Thursday 8 September 2011

Moscow Sightseeing

Like all big cities Moscow has many facets but it's Las Vegas-style casino nightlife is no more, gambling was banned a couple of years ago & all the casinos of the Old Arbat district are gone. But its still a key shopping & nightlife district with the mile long pedestrian Arbat street filled with little shops, cafes, a British-style pub and an assortment of street entertainers, artists & musicians. Pushkin lived at number 53 & there's a statue of him & his wife Natalia opposite. He was killed in a dual with someone he considered was paying too much attention to his wife. She had to flee the scandal but she didnt flee very far as she later married her husbands killers brother.

Arbat also has one of Stalin's 'Seven Sisters' now a 5 star Radisson hotel, popular with visiting celebrities. The Sisters are gothic architechtural masterpieces in Stalin's favoured style - one of the few remnants of his tyranical reign that modern Russia is proud of. Two of these 1920's style New York skyscrappers are government ministeries, two are 5 star hotels, two are expensive apartment blocks and perhaps the best one is Moscow State University.




The other valued inheritance from Stalin is the Moscow metro system, with the most staggeringly beautiful underground stations in the world. Not only are they stunning they're incredibly efficient and in the rush hour trains arrive every minute, carrying ten million Muscovites to work very day. It wasnt that Stalin had a vison of the twentyfirst century needs of Moscow - in the 1930's he suspected that war was coming to Europe, again, so he had them built, unnecessarily deep, because they were actually conceived as secret bomb shelters; one of which gave him an underground escape route from the Kremlin.




The Bolshoi theatre has been closed for extensive remodelling since 2005 and is set to reopen at the end of this month (September 2011) but it was still impossible to take a peek inside at what six years work has produced.

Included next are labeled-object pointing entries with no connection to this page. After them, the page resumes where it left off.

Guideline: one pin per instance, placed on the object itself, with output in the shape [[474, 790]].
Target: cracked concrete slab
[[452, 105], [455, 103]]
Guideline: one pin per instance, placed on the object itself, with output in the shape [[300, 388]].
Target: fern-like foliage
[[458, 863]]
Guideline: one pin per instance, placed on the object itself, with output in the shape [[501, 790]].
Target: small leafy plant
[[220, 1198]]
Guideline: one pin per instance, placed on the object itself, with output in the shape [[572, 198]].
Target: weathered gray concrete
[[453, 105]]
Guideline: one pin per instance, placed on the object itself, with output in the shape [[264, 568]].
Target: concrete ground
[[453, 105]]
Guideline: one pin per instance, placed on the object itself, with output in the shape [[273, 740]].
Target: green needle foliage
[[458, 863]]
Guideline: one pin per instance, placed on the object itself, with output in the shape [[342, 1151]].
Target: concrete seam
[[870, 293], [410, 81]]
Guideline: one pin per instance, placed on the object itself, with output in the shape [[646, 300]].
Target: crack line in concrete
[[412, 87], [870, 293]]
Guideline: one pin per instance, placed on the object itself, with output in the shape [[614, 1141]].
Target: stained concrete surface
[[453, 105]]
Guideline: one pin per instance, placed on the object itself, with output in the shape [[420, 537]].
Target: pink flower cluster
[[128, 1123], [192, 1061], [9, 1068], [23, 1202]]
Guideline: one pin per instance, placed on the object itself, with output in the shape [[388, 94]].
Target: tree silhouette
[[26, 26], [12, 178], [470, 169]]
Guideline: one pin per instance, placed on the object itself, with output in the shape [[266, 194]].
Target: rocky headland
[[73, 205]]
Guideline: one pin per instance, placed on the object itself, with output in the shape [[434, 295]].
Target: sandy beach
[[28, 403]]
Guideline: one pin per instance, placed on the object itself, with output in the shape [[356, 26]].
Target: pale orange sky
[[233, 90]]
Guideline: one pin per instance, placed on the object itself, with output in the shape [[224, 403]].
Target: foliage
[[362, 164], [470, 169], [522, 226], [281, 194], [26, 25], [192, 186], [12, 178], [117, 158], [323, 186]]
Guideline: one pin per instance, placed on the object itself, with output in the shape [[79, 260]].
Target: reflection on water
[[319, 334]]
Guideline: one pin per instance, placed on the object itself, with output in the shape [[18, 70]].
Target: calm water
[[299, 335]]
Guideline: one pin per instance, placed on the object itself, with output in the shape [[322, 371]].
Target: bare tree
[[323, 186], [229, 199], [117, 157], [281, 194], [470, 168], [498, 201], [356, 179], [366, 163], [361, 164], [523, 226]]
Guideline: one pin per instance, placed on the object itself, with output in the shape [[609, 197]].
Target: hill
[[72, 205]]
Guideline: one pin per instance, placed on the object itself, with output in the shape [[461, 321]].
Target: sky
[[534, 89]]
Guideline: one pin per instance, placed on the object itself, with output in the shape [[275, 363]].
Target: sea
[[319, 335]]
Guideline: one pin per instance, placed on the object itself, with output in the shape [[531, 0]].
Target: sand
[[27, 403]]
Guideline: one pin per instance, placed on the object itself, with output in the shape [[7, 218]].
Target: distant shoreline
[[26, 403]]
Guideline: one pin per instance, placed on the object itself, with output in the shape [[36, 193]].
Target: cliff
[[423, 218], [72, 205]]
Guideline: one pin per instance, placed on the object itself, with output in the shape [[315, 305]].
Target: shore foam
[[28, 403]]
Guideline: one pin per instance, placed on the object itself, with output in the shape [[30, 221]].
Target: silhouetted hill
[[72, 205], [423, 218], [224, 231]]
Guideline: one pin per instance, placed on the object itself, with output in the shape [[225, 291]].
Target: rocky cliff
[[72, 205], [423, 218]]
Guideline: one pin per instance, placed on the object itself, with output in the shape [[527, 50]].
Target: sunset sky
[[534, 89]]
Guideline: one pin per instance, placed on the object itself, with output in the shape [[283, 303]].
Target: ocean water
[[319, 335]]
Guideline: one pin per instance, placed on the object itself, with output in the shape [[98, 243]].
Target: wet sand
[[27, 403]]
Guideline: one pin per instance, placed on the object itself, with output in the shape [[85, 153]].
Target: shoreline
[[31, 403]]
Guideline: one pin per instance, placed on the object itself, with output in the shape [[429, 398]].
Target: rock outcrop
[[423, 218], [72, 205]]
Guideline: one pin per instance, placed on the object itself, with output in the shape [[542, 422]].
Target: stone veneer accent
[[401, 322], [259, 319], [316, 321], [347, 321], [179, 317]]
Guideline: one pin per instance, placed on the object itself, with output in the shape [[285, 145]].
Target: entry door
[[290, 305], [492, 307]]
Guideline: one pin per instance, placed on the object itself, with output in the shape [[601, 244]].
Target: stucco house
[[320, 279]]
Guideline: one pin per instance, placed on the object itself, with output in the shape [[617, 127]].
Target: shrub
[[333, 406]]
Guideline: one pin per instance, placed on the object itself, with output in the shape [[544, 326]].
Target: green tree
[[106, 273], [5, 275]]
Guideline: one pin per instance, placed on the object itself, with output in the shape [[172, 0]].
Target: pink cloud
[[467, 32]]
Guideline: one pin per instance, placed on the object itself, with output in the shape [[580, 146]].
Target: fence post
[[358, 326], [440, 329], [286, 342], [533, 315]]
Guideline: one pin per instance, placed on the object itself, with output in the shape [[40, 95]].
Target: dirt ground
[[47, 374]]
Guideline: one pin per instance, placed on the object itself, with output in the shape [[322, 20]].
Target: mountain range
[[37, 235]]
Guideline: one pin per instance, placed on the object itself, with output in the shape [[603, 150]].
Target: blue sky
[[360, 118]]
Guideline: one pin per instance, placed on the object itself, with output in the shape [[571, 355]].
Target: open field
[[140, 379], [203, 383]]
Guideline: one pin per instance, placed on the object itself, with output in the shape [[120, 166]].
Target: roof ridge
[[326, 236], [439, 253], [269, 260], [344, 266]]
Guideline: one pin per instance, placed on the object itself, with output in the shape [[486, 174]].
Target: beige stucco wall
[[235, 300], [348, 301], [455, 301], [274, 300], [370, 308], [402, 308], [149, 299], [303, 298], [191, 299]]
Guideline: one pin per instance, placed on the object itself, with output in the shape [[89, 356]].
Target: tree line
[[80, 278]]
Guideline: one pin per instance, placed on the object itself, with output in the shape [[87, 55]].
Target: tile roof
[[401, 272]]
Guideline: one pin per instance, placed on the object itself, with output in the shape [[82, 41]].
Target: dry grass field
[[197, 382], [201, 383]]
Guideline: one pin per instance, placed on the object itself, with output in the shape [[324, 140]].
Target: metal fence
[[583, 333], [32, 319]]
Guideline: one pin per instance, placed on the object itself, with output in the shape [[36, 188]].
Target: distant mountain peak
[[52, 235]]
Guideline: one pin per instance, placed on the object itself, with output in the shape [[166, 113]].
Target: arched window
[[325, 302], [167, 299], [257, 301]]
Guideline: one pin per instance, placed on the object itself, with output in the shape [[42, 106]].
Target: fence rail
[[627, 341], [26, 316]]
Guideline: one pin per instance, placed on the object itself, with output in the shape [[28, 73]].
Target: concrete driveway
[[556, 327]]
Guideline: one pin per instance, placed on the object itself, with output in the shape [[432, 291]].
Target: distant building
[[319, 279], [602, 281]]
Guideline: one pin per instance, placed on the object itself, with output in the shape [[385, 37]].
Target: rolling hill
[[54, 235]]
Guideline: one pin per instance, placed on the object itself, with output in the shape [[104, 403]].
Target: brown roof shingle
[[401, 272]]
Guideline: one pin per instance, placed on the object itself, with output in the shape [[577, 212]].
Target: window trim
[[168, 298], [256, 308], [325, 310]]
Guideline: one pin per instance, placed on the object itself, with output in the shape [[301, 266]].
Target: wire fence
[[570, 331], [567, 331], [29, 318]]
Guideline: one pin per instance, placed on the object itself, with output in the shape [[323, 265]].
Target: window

My hotel is 100 yards from Lubyanka square which is flanked by the dull yellow KGB (now FSB) buildings featured in hundreds of spy novels set in the Cold War era. A Soviet era Intourist guide told me that in those days it was a serious offence to name these building & any enquirer had to be told that they were just apartment buildings. The statue of the KGB's founder that originally stood in the centre of the square has been torn down & disposed of.

Red Square & the Kremlin are of course Moscow's biggest attraction. But the Kremlin isnt merely the seat of government its a 69-acre citadel and the site of Moscow's 12th century founding. The 1.5 miles of red brick wall, with watch towers at each corner, enclose a secure government compound, the Armory museum, three cathedrals, the Kremlin palace & the 1960's Palace of Congresses. It a treasure trove for lovers of glittering royal relics - Faberge eggs, crowns, robes, thrones, State coaches, the 190-carat Orlov diamond & weapons galore. There is also the world's largest bell (200 tons) that cracked before it it was ever rung & the intricately chisled 40 ton barrel of the Czar cannon with its ridiculously heavy 1 ton cannon balls that was never fired.

Just off Red Square is the imposing Cathedral of Christ the Saviour which looks like its been there for centuries. In fact Stalin had it blown up in 1935 because it spoilt the view from his Kremlin window. But, as part of the policy of undoing some of the excesses of the old Soviet era it has now been completely rebuilt & was only finished in 2000. Faced in gleaming marble and capped with classic gold onion domes it now sees a regular stream of Kremlin officials attending it on State & religious occasions - Stalin must be turning in his grave.